A self-proclaimed conservative, Schroeder hoped in his youth to become a Lutheran pastor but abandoned this idea when he was twenty-seven. Instead of taking up the cloth, he opted for the life of a scholar, becoming a historian of the European international system and, in his later years, a fierce critic of the hubris of neoconservative foreign policy under George W. Bush. America’s Fatal Leap: 1991–2016, a collection of his essays published by Verso this year, compiles writing originally published in American Conservative, a magazine founded by Pat Buchanan. Verso has released the book alongside Stealing Horses to Great Applause: The Origins of the First World War Reconsidered, a kaleidoscopic set of essays on the European state system in the century leading up to and during the Great War.

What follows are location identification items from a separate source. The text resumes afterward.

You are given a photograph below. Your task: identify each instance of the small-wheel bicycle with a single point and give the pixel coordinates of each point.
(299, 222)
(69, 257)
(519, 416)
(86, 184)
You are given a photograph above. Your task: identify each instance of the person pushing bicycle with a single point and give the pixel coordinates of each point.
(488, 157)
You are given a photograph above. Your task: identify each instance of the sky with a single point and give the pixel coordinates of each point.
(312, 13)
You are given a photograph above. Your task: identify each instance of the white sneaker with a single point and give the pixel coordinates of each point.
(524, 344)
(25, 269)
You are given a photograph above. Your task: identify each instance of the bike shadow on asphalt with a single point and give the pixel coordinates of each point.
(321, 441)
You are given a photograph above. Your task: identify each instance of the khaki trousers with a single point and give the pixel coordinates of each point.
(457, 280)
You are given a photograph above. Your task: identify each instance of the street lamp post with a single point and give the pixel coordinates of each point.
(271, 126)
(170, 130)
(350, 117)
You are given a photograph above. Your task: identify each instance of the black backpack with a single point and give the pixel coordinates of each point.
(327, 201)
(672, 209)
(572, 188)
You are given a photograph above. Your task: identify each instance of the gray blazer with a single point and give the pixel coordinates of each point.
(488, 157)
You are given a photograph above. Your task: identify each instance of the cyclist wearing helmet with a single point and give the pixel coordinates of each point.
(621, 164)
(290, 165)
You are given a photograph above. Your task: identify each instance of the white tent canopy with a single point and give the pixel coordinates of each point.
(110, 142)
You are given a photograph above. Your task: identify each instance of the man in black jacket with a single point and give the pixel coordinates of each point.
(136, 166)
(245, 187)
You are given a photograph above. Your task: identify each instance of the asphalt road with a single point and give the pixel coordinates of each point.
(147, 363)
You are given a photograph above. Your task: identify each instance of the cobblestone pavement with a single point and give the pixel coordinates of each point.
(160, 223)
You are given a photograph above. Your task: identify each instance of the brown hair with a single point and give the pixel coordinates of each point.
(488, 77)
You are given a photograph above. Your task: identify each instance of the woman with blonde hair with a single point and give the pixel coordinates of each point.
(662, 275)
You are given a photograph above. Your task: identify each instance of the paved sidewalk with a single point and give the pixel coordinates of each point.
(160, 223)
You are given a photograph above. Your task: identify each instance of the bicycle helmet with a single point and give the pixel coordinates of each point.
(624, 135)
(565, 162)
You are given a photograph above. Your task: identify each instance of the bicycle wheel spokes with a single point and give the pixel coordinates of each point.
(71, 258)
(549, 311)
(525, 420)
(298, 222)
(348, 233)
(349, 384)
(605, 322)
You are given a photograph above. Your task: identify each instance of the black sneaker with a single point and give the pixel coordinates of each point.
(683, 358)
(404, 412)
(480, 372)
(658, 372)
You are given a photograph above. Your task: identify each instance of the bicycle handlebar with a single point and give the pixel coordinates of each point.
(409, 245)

In Stealing Horses, Schroeder set out to offer a structural view of the international state system and to criticize prior misconceptions of the causes of World War I; America’s Fatal Leap, in contrast, used the conceptual framework of nineteenth-century great power politics to analyse the hubris of post–Cold War US politics.
Forming an Anti-Revolutionary Alliance
Schroeder’s major work was The Transformation of European Politics 1763–1848, which he published in 1994. His first book, The Axis Alliance and Japanese-American Relations 1941 (1958), based on his master’s thesis, was a study of the two Pacific hegemons and the lead-up to the attack on Pearl Harbor. This was followed up by Metternich’s Diplomacy at Its Zenith, 1820–1823 (1962) and Austria, Great Britain, and the Crimean War (1972). The Transformation of European Politics, a monumental work of over 900 pages, would be his last monograph. Schroeder would spend the next decade and a half, until his death in 2020, writing essays and articles intervening in scholarly and political debates.
Many historians and social scientists examine wars as exceptions or catastrophes, breakdowns whose origins must be studied to prevent them in the future. Schroeder’s insight was to flip this commonplace stance on its head. For him, the question was not why did wars occur, but rather, why did peace persist? War, he argued, was in fact the natural state of relations between states. It was the condition to which state relations tend in the absence of any countervailing force. It is peace that is unnatural.